About 20 million children, about 4% of their population in India and higher than people living in Delhi, are orphan. Of them, parents of only 0.3% children have died and rest have been abandoned.
The figure is result of a study done by SOS Children’s Village by analyzing data from National Family Health Survey-3 for the year 2005-06 and the population estimation by the Census of India to find the dark spots for children below the age of 18 in India.It were the poorer states such as Uttar Pradesh, Bihar and West Bengal, which had higher number of orphan children as compared to richer northern and southern states of India. As a result, the central zone has highest number of orphan children followed by east zone. The two zones also cover most of the naxal affected regions in India.
“Poverty has been a significant contributor in high orphan children in these states,” said Rakesh Jinsi, secretary general of the NGO SOS Children’s Village. “Social unrest and terror --- militancy and naxalism -- are two another major factors behind the high number of orphans in certain states”.
Orphan children for the study were defined as those abandoned and whose both parents have died.
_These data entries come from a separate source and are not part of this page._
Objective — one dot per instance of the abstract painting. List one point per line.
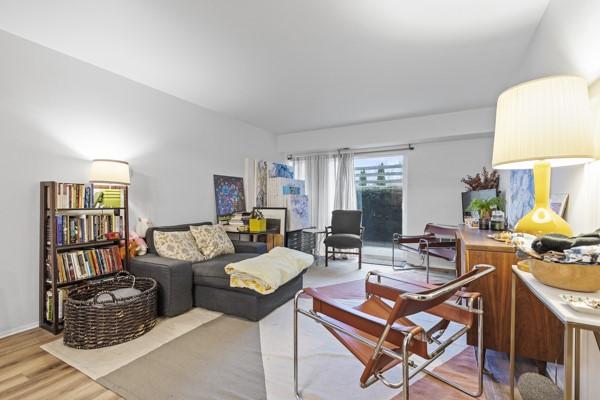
(278, 170)
(299, 215)
(261, 183)
(229, 195)
(519, 196)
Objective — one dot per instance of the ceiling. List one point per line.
(293, 65)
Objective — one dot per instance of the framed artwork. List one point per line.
(558, 203)
(279, 170)
(229, 195)
(299, 217)
(520, 195)
(276, 219)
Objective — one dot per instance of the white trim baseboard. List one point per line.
(18, 329)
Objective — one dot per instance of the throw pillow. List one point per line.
(177, 245)
(212, 240)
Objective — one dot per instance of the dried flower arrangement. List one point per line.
(482, 181)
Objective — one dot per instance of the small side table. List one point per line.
(318, 239)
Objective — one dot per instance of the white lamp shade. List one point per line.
(110, 172)
(547, 119)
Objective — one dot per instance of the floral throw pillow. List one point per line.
(177, 245)
(212, 240)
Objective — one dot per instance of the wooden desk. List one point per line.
(540, 332)
(571, 322)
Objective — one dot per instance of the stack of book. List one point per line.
(62, 297)
(83, 264)
(239, 220)
(71, 229)
(72, 195)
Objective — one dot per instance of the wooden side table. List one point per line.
(573, 322)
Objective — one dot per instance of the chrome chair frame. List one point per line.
(425, 241)
(404, 358)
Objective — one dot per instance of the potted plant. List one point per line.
(257, 222)
(484, 207)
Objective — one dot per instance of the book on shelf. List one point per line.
(73, 229)
(108, 198)
(84, 264)
(73, 195)
(62, 297)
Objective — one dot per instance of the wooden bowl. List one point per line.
(577, 277)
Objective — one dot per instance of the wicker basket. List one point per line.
(90, 324)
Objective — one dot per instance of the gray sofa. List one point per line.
(182, 284)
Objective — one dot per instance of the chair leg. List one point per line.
(360, 258)
(296, 392)
(405, 367)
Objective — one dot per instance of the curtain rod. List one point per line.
(346, 150)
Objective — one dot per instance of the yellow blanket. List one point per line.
(265, 273)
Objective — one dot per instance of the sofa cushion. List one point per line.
(212, 240)
(177, 245)
(343, 241)
(212, 272)
(172, 228)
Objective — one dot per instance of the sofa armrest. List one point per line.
(249, 247)
(174, 279)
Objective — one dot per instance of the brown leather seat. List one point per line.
(379, 332)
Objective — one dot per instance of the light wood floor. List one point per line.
(28, 372)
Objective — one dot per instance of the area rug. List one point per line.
(221, 357)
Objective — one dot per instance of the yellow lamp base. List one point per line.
(541, 220)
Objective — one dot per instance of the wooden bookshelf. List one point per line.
(51, 248)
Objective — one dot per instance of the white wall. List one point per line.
(400, 131)
(566, 42)
(434, 171)
(57, 113)
(447, 147)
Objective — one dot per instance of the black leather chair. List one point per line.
(344, 233)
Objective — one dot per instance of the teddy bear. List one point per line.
(137, 245)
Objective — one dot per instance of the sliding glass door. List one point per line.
(379, 194)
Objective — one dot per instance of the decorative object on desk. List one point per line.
(257, 221)
(276, 219)
(110, 172)
(558, 203)
(229, 194)
(519, 195)
(539, 124)
(277, 193)
(299, 212)
(484, 207)
(585, 304)
(279, 170)
(468, 197)
(129, 313)
(482, 181)
(497, 220)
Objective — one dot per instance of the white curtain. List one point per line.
(329, 184)
(345, 190)
(319, 175)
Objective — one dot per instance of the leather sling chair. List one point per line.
(381, 336)
(437, 240)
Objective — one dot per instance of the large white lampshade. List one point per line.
(541, 124)
(110, 172)
(545, 119)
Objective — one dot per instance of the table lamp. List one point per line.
(541, 124)
(110, 172)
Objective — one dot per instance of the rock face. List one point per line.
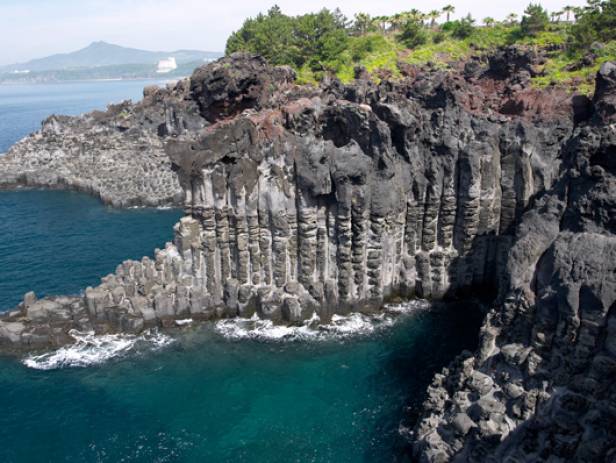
(116, 155)
(541, 387)
(301, 200)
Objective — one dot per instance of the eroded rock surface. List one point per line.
(116, 155)
(332, 199)
(541, 387)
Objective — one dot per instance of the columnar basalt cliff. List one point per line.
(303, 200)
(541, 387)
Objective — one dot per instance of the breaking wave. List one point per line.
(340, 327)
(90, 349)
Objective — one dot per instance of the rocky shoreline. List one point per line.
(114, 155)
(303, 200)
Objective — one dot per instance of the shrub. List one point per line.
(595, 23)
(461, 29)
(535, 20)
(413, 34)
(438, 37)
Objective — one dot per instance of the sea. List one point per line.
(229, 391)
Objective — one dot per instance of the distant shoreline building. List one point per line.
(166, 65)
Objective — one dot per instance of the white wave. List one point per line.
(340, 327)
(91, 349)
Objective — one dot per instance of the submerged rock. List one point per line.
(303, 200)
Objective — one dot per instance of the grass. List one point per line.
(379, 52)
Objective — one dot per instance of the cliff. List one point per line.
(334, 199)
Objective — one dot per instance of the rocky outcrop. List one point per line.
(303, 200)
(116, 155)
(541, 385)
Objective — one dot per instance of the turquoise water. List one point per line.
(23, 107)
(56, 242)
(205, 397)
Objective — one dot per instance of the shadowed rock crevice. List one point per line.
(303, 200)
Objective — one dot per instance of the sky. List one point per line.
(38, 28)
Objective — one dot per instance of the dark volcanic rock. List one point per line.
(301, 200)
(547, 347)
(239, 82)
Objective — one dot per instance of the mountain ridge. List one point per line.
(101, 53)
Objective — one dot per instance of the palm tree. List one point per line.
(362, 23)
(433, 16)
(449, 10)
(568, 10)
(396, 21)
(557, 15)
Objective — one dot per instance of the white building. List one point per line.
(166, 65)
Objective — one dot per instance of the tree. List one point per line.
(568, 10)
(413, 34)
(596, 23)
(449, 10)
(462, 28)
(433, 16)
(362, 23)
(535, 19)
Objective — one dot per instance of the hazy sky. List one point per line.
(37, 28)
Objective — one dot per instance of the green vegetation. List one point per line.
(576, 41)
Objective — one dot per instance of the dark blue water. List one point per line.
(23, 107)
(209, 399)
(204, 398)
(56, 242)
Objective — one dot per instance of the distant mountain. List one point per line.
(99, 54)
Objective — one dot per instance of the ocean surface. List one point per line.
(231, 391)
(24, 107)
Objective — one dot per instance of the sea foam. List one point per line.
(91, 349)
(340, 327)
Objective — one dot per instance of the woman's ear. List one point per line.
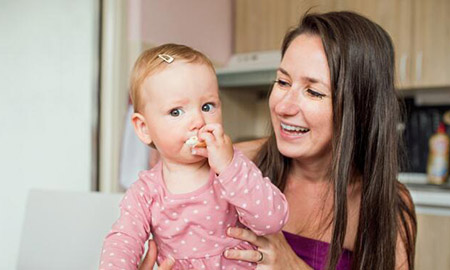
(141, 128)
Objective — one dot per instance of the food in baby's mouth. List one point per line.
(193, 142)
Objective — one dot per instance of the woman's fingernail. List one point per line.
(171, 259)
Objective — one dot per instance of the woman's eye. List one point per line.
(315, 94)
(282, 83)
(176, 112)
(207, 107)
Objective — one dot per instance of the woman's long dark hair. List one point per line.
(365, 142)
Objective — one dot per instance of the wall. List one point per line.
(203, 24)
(48, 82)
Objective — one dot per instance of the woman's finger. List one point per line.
(150, 257)
(246, 235)
(244, 255)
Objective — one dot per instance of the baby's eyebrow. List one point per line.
(283, 71)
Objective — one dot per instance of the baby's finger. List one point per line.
(150, 257)
(207, 137)
(215, 129)
(245, 235)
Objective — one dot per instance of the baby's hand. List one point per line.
(219, 148)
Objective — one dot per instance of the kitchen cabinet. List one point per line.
(419, 29)
(433, 242)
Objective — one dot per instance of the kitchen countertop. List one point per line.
(428, 198)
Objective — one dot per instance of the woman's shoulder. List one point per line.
(250, 148)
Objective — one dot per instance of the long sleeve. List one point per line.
(124, 245)
(261, 206)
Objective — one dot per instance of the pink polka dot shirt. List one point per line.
(191, 227)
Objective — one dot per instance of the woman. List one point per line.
(333, 151)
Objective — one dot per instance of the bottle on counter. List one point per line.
(438, 157)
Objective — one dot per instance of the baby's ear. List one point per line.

Situation of children with single parent has also been analysed in the study.
India has the highest population of children below the age of 18 --- 41% of the total population. Although over 4% of them are orphan as per the study, around 13% of them live with either of their parent.
But what the study highlight is that a large number of children in India struggle to survive leave alone having access to education and other welfare measures. Some of these children end up being trafficked or pushed into illegal works.
“Many of the children who are trafficked are those whose parents have died or they have been abandoned,” said a senior government official.
The only good news the study presents is that the overall estimation of orphan children in%age terms is expected to fall by 2021 although their number will increase from present 20 million to 24 million. However, there is no comparative data to indicate whether the number of orphan children has increased or decreased.
The SOS Children Village did not present the segregated data on sex-ratio these children to find out whether abandoning of the children is based sex of the child or not.
“In case of poor people abandoning is more because of economic reasons than gender,” said Jinsi.